Upon discovery of the attack, law enforcement was notified of the cyberattack and initiated a criminal investigation. DHS was directed to delay notifications so as not to impede the investigation. Additionally, DHS disabled the impacted e-mail account, reset and re-imaged the user’s device(s), blocked websites that were identified as part of the phishing campaign and quarantined all suspicious incoming e-mails. Awareness notifications were distributed to all DHS workforce members to be vigilant when reviewing e-mails, especially those including links or attachments.
DHS conducted a comprehensive review, with the assistance of an industry-leading forensic firm, to identify any personal and/or health information which may have been affected.

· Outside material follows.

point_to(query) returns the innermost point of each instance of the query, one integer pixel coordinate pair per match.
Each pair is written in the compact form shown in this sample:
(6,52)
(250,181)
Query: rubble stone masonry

The information identified in the potentially compromised email account may have included full name, date of birth, home address, phone number(s), e-mail address, Social Security Number, government issued ID, medical record number, health insurance information (health plan and member number), and/or medical information (e.g., diagnosis/condition, medication, treatment, dates of service). Not all of the elements listed were present for each impacted individual.
DHS has already begun notifying impacted individuals by mail. For individuals whose mailing address is not available, DHS is also posting notice on its website to provide information about the incident and steps individuals can take to protect themselves from identity theft. DHS will also notify the U.S. Department of Health and Human Services’ Office for Civil Rights, the California Department of Public Health, the State Attorney General, and other agencies in accordance with statutory requirements.
DHS remains vigilant in its efforts to protect confidential information and endeavors to stay ahead of the rapidly evolving and continuous threats to large data systems and has implemented additional safeguards and technical security measures to reduce exposure to similar cyberattacks in the future. DHS has enhanced its training to identify and respond to cyberattacks and continues to strengthen its information privacy and security program.
While DHS cannot confirm whether information has been misused, individuals are encouraged to remain vigilant and review the content and accuracy of the information in their medical record with their medical provider and be watchful for any suspicious activity on any of their accounts. Additionally, DHS has secured the services of an identity monitoring service to assist those affected with Credit Monitoring, Fraud Consultation, and Identity Theft Restoration.
A dedicated call center has been established for individuals with questions about the incident at 1-866-898-8099 and is available, Monday through Friday from 6:00 a.m. to 5:00 p.m. Pacific Time (excluding weekends and major U.S. holidays). Additional information is available on the following website: https://dhs.lacounty.gov/
Safeguarding personal information is a top priority, and DHS deeply regrets any inconvenience on those affected by this cyberattack. DHS will continue to support law enforcement’s investigation into this matter.